For some practices in Oregon, the APM pilot is allowing experimentation with embedding behavioral health professionals on their teams. In many of these clinics, physicians can now immediately refer patients to these behavioral health clinicians in a “warm handoff,” meaning the physician introduces the patient to the specialist in the clinic at the end of the visit.

Let’s look at an example. The primary care clinician determines that her patient is suffering from depression and this is impacting how the patient manages his diabetes. The clinician suggests that the patient meet another member of her team. The clinician invites the behavioral health clinician to join the visit, and the primary care clinician explains, with the patient’s help, what the patient is experiencing. The primary care clinician leaves the examination room, and the behavioral health clinician and patient begin addressing the patient’s depression right away. These introductions can help reduce the stigma of receiving mental health care and ensure access to the appropriate behavioral health care provider.

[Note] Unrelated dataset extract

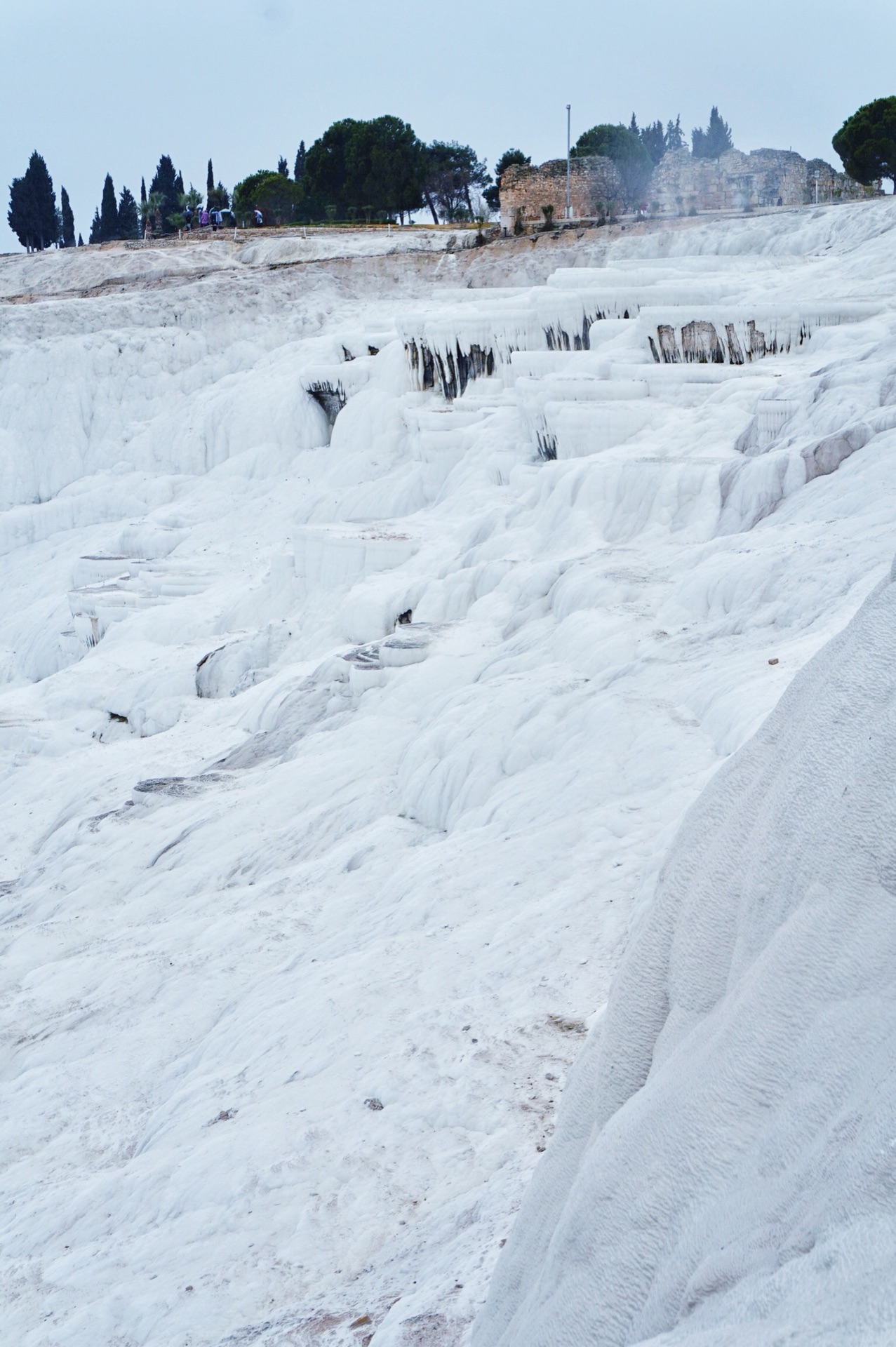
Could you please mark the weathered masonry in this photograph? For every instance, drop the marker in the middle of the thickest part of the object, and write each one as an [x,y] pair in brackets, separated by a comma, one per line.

Warm handoffs don’t routinely happen in the typical primary care practice for a number of reasons. First, many primary practices cannot afford to employ a behavioral health clinician. Second, in those practices that do employ a behavioral health clinician, primary care clinicians often cannot find the behavioral health clinician because s/he is located on another floor or part of the building. This is a huge barrier, and renovating space to support integrated care costs money.

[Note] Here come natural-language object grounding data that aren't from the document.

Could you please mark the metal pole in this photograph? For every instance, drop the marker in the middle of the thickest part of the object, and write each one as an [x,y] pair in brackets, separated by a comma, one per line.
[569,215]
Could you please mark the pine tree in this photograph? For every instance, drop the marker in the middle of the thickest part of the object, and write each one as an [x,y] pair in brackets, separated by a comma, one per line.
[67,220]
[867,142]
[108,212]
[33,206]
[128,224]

Third, behavioral health clinicians may be busy, particularly if a practice is employing a traditional model of 50-minute behavioral health therapy sessions for referred patients. In the traditional model, behavioral health clinicians focus on patients who need long-term therapy, who go through a formal intake. The clinician is paid for services rendered. If successful, a behavioral therapist will have a full schedule, making it prohibitively expensive to hire enough traditional behavioral health professionals to meet a clinic’s patient demand. This model leaves no room on their schedule for warm handoffs, particularly if these handoffs are not reimbursed. The result is that these professionals are inaccessible to the primary care team and their patients.

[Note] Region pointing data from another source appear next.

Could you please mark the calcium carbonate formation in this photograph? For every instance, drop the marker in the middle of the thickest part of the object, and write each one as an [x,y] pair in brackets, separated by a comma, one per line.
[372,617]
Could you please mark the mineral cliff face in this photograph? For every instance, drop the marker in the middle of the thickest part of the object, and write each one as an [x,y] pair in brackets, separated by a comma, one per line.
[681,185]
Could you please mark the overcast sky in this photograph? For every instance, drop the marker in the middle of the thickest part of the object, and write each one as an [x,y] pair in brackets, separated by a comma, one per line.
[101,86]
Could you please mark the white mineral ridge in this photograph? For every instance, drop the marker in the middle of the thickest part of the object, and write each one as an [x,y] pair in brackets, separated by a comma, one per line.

One of the clinics in the APM Pilot estimated that nearly half of the patients in its population has either depression or some other health issue with a behavioral health-related diagnosis. For many patients, long-term therapy and a 50-minute visit is not needed to help with their mild to moderate emotional or behavioral problem. In these cases, behavioral health clinicians can offer brief, problem-focused therapy. In this model, the behavioral health clinicians become familiar with the clinic’s panel of patients, and the team moves to a truly population-based approach. As of yet, however, this level of integration still remains the promise of a new care model rather than the current reality.

The Role of Payment Reform

All of the practices we have visited are early adopters, and while money is not the motivating factor for these practices (how could it be?), financing must be addressed to sustain integration efforts. If the primary way a health provider is paid is through physician visits (which is how providers were paid under the Fee-for-Service model), then it’s extremely hard to finance an integrated health care model. The APM pilot is one step toward a payment system that better enables health systems to implement integrated care in a financially viable way.

While APM is not specifically funding primary care-behavioral health integration, it is freeing up practices to look more broadly at how they treat their patients.The practices in the APM pilot do not have requirements for how to they spend their PMPM fee. Therefore, instead of needing to generate a high number of physician-patient primary care visits, they now have the flexibility to spend some of their fees on behavioral and mental health services. As long as the net effect is budget-neutral, they can treat patients in new ways and with new combinations of providers.

Integrated care is comprehensive primary care. To make it common practice will require leadership to push further on paying for services that are central to comprehensive primary care, align payment across payers to reduce complexity, and support system-wide practice change.